I tell people I turned off my biological clock for a few years

Or well, I just told one person.

But now that I've come upon that turn of phrase, you know I'm going to employ it on the reg in discussions of game plans and time frames and thoughts on the subject of fertility and whatnot.

My mother made the biggest faux pas of the decade at my college roommate's med school graduation party when she said to one of my other Manhattanite friends that she should be worried her eggs were going to dry up.  I mean, really, MamaNaugs, not her best truth in jest moment.  The joke was light hearted in its intention of course, but it's the kind of off color remark that really hits home with a twentysomething single gal.
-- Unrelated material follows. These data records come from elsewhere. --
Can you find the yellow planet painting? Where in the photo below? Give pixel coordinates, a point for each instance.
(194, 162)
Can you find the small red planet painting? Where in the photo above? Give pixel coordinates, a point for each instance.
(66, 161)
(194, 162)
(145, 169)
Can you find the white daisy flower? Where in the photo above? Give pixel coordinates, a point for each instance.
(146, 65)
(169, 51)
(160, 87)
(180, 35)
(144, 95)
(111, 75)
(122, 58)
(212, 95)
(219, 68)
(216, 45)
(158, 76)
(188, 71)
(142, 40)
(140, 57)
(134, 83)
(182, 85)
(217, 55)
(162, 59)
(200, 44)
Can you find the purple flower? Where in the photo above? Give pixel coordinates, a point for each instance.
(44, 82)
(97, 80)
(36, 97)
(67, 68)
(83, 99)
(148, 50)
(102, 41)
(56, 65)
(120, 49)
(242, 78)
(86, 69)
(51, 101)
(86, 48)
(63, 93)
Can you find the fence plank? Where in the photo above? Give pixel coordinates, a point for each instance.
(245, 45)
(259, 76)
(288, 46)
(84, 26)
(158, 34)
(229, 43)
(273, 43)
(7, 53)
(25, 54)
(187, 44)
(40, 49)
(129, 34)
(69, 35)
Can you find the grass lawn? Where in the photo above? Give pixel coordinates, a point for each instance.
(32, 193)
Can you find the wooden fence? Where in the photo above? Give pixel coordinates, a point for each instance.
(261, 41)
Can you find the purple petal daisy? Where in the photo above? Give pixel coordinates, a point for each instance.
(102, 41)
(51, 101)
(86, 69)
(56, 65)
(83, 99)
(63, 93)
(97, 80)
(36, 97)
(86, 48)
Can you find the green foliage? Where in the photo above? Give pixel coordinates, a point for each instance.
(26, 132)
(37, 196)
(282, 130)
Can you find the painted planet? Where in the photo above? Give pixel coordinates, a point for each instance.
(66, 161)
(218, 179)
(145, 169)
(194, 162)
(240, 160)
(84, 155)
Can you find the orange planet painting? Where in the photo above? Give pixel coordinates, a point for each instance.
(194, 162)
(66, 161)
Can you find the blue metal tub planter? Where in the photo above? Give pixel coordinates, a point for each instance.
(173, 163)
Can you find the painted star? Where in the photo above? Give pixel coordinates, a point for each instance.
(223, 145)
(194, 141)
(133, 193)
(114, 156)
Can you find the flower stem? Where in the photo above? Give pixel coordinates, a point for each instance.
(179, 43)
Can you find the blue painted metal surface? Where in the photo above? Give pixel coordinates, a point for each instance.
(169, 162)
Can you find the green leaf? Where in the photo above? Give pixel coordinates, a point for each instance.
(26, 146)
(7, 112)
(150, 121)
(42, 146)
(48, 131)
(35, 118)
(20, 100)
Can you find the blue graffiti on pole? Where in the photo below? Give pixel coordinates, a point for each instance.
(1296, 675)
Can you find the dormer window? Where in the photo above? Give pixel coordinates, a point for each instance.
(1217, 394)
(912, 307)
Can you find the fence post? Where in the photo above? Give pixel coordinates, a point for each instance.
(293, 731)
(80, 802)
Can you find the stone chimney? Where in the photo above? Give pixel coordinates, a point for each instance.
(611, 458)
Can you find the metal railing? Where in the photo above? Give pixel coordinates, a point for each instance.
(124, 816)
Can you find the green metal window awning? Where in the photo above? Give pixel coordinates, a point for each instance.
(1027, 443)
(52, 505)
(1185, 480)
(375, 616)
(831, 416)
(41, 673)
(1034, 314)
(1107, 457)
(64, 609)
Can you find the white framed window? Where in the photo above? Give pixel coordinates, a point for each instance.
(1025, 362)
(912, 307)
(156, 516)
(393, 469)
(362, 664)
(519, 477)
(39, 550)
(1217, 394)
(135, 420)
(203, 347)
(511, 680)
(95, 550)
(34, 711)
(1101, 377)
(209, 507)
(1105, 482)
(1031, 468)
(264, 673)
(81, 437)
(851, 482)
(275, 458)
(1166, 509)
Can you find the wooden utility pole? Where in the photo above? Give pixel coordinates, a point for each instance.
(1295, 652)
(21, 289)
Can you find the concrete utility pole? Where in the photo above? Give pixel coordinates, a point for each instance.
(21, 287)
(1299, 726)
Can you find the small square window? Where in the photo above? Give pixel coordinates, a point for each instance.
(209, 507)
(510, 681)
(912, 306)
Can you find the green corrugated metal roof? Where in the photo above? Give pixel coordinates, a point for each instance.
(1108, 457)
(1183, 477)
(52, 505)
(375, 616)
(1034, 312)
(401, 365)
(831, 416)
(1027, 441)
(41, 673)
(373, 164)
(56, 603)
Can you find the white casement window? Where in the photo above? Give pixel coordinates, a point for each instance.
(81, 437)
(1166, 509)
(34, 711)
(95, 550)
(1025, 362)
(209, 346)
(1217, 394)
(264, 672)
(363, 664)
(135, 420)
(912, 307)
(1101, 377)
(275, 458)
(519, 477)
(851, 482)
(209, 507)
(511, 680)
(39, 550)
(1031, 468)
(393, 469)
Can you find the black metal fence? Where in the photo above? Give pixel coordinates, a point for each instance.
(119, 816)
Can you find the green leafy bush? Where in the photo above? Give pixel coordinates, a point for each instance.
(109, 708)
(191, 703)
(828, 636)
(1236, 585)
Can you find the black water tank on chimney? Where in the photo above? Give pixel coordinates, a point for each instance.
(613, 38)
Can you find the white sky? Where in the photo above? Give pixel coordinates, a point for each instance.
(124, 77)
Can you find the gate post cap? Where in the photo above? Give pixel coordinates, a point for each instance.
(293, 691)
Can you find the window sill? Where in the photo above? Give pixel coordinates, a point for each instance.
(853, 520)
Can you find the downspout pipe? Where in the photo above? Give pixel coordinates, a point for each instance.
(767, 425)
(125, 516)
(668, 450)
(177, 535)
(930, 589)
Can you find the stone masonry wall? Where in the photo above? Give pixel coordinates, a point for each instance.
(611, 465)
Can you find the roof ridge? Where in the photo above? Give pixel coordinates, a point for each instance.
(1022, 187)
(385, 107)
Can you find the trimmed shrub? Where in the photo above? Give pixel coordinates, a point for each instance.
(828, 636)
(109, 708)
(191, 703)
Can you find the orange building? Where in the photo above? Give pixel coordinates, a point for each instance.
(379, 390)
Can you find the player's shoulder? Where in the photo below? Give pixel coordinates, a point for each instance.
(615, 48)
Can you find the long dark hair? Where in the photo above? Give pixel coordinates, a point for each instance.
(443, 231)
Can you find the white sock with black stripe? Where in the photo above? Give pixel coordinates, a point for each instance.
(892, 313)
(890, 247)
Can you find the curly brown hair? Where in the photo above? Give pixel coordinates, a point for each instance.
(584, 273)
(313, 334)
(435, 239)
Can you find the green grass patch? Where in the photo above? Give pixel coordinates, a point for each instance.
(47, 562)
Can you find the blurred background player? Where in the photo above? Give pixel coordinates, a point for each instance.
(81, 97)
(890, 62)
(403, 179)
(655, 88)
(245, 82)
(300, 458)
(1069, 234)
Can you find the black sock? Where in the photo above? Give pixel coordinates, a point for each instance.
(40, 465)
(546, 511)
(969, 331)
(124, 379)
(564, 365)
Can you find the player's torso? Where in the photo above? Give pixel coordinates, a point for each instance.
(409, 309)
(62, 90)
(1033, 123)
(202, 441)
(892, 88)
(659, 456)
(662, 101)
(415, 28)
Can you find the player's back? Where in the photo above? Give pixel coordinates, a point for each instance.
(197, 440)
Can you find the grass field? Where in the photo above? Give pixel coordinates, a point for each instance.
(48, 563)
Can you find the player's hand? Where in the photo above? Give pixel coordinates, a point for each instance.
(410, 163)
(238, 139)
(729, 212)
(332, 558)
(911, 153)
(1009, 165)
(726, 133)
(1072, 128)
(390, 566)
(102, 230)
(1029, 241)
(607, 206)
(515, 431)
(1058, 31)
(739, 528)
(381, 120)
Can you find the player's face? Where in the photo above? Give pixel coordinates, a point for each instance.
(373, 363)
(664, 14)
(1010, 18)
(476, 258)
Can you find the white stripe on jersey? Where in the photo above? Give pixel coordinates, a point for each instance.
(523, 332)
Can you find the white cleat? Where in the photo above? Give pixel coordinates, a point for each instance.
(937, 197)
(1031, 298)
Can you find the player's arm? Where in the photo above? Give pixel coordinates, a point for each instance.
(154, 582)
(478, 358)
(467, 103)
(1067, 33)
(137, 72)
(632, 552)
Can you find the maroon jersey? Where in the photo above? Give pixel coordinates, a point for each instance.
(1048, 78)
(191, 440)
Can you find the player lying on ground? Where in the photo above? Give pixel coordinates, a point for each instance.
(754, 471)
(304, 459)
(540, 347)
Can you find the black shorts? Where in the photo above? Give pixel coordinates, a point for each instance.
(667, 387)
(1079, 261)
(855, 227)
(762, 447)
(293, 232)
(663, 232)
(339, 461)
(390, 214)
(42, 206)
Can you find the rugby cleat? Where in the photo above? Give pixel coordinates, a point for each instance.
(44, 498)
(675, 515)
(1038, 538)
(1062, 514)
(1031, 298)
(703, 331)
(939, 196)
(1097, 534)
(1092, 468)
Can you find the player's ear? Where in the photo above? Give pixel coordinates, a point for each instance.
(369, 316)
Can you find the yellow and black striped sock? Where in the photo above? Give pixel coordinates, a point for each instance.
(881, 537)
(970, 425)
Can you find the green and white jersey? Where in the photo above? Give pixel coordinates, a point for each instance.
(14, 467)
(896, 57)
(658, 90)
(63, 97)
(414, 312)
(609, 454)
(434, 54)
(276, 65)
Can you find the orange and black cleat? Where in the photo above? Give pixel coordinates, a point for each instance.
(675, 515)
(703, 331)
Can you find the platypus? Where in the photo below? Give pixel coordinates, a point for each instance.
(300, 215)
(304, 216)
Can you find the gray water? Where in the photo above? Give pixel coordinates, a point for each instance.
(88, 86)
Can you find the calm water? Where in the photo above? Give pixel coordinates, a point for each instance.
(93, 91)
Even while we're loving our lack of commitments and the freedom we have while we're not tied down, we're counting the months that go by - we know there's a limited supply of babies-to-be backed up in our ovaries.  We're not stupid.

But, it dawned on me in this conversation I just found myself in that the me who wanted to have babies by the time I was 29 was someone so different than who I am today and even who I was once I'd bounced from Boston in the Fall of 2008.

That truly was before I moved to Manhattan and turned off my biological clock for a few years.

And now of course as we round the bend from the wedding season of my life to the baby boom I'm happy to report that I do in fact still harbor some maternal instinct.  It's just that I'm keeping it in reserve - like my potentially dried up eggs, and I'll tap into it in a good five or six years (hopefully) when all's quiet on the Western front.